LONDON — Sailing enthusiasts in Falmouth and Dartmouth, off England’s southwestern coast, will have had a visual — and nostalgic — treat this week, in the form of a new classic yacht regatta that is running across the English Channel to France.
The inaugural Richard Mille Cup, which began Sunday and runs through June 25, features 11 yachts dating from the late 19th century to the late 1930s.
Inspired by sailing regattas that were held before World War II, the race “is a human adventure but also an aesthetic and emotional one,” Mr. Mille, the watch company’s founder, said at a news conference in Paris last month.
The race started in the port of Falmouth, England, and ends at Le Havre in France, with stops at four landmarks: the Royal Cornwall Yacht Club, the Royal Dart Yacht Club, the Royal Yacht Squadron and, finally, at the Société des Régates du Havre.
The boats compete in two categories: schooner and cutter.
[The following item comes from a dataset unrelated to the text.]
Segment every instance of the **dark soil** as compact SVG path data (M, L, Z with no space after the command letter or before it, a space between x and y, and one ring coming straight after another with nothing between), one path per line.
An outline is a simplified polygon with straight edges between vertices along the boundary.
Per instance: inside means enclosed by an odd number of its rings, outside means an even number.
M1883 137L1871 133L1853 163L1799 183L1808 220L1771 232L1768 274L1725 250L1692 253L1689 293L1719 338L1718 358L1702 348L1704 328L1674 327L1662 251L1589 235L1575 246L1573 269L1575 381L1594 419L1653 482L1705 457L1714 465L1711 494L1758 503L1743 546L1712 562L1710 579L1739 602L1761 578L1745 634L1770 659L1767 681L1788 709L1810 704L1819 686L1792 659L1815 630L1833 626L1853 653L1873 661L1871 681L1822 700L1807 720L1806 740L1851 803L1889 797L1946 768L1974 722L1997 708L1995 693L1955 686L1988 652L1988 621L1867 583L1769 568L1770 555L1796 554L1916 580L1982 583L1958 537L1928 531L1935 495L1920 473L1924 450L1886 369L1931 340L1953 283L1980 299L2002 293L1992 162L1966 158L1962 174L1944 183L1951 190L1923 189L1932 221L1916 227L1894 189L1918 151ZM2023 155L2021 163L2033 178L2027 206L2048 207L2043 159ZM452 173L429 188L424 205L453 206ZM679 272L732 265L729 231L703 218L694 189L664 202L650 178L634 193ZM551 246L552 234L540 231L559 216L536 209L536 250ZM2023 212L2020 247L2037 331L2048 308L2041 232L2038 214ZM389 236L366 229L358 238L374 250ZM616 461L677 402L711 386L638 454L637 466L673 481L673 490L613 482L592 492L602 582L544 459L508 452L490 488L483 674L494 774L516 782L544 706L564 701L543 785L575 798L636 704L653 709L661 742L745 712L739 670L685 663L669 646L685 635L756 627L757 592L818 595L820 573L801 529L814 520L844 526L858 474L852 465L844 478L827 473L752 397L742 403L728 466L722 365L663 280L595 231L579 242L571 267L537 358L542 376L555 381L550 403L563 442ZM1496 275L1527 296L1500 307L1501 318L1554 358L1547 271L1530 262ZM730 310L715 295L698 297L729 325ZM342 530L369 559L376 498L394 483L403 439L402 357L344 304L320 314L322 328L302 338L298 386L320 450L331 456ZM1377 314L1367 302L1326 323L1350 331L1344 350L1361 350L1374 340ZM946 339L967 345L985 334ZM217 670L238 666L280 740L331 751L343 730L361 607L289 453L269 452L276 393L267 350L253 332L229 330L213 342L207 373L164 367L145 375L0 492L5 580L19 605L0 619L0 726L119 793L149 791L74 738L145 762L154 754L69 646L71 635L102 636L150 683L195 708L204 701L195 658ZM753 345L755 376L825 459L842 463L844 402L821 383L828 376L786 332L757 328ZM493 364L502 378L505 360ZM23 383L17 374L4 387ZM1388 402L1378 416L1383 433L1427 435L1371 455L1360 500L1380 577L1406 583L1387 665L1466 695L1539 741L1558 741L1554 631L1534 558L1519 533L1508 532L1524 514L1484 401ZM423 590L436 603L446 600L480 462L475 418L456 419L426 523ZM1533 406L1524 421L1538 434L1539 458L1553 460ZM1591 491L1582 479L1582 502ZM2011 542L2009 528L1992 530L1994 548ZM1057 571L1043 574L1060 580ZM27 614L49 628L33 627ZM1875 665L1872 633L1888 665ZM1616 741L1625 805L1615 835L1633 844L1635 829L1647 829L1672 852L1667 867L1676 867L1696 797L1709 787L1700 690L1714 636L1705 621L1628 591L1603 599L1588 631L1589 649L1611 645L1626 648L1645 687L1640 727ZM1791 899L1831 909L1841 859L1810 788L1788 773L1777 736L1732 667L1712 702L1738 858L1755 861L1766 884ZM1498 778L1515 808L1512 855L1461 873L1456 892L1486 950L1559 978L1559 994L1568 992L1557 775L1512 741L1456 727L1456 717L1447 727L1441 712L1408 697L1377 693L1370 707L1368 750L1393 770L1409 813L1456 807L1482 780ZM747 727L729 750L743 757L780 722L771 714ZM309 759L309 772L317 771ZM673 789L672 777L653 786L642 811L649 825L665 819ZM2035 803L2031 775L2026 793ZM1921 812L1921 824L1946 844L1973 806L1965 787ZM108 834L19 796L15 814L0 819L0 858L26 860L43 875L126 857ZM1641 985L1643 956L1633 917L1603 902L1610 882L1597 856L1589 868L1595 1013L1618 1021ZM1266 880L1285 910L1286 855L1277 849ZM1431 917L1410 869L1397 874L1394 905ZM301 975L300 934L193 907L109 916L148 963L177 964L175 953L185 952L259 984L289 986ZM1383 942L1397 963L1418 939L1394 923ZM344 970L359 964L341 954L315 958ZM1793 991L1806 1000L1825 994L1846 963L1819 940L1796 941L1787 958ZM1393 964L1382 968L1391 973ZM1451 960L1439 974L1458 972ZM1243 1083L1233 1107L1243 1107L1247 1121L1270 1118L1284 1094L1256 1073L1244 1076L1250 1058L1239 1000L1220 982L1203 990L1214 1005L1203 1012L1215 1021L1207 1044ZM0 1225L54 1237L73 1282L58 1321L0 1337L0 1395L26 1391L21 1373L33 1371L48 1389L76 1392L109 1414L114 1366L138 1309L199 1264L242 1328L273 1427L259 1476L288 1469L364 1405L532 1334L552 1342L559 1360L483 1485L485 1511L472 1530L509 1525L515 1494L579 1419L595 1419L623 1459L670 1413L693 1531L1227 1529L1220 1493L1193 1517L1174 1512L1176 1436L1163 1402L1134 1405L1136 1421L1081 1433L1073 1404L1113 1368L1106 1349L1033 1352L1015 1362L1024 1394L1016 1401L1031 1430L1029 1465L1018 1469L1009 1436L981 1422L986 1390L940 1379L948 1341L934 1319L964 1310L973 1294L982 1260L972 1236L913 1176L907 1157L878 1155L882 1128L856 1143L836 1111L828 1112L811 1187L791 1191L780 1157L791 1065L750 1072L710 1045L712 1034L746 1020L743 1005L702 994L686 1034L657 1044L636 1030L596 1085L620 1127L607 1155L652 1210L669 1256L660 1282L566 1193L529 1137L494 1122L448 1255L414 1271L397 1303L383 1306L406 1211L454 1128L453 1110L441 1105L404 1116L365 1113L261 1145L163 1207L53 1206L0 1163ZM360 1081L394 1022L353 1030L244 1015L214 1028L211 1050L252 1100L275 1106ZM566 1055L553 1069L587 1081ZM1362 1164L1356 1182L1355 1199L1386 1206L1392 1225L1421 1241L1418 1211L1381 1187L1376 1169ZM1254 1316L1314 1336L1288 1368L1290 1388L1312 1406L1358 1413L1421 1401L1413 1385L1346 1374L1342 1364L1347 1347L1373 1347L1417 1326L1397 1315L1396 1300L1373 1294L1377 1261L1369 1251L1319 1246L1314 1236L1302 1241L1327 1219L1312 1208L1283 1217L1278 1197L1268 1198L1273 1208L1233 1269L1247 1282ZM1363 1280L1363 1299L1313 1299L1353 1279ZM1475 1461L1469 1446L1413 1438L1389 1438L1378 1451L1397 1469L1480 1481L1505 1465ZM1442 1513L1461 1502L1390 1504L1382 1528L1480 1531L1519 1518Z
To be eligible, the yachts must have been built before 1939 or be faithful replicas.
The race combines offshore passage races and inshore day races. “We hope this makes it a diverse challenge and appeals to more boats,” the organizer of the Richard Mille Cup, William Collier, said at the news conference.
Participants in the invitation-only event will compete not for prize money but for a meter-tall trophy created by the storied British jeweler Garrard, which made the first America’s Cup sailing trophy in the mid-19th century as well as the sapphire engagement ring once worn by Diana, Princess of Wales and now worn by Catherine, Princess of Wales.
The choice of the English Channel, and its notably challenging environment, was a deliberate choice for the event’s location. The idea, Mr. Mille said, was to move away from the “glamorous cocktail evenings” that are typically associated with sailing regattas in the Mediterranean.
“We are looking for rough conditions, authentic conditions,” he said. “For us, it was very important to get back to the original context of classic sailing.”
The Swiss watchmaker is a longtime partner of various classic car events, but this is one of the brand’s first ventures into classic sailing. (Last year, the company became an official sponsor of the Monaco Yacht Show, and for more than a decade it has hosted a modern sailing regatta in St. Barthélemy.)
The Richard Mille Cup won’t be entirely stuck in the past, however.
The watchmaker has a presence in the race via Team Fife, which features a fleet of three vintage yachts including Moonbeam IV, which is owned by Mr. Mille. Built in 1914, the Moonbeam IV won the prestigious British King’s Cup in 1920 and 1923, and it is now being skippered by a woman, Marianne Lebleu, with a mainly female crew.
Meanwhile, a smaller Moonbeam vessel (not owned by Mr. Mille) features a crew of sailors under 30.
“Usually the skippers are quite old, but we decided we wanted to change that — and didn’t want to see gray hair all over,” Benoit Couturier, Team Fife’s manager, told reporters. “It changes the whole dynamic of the project.”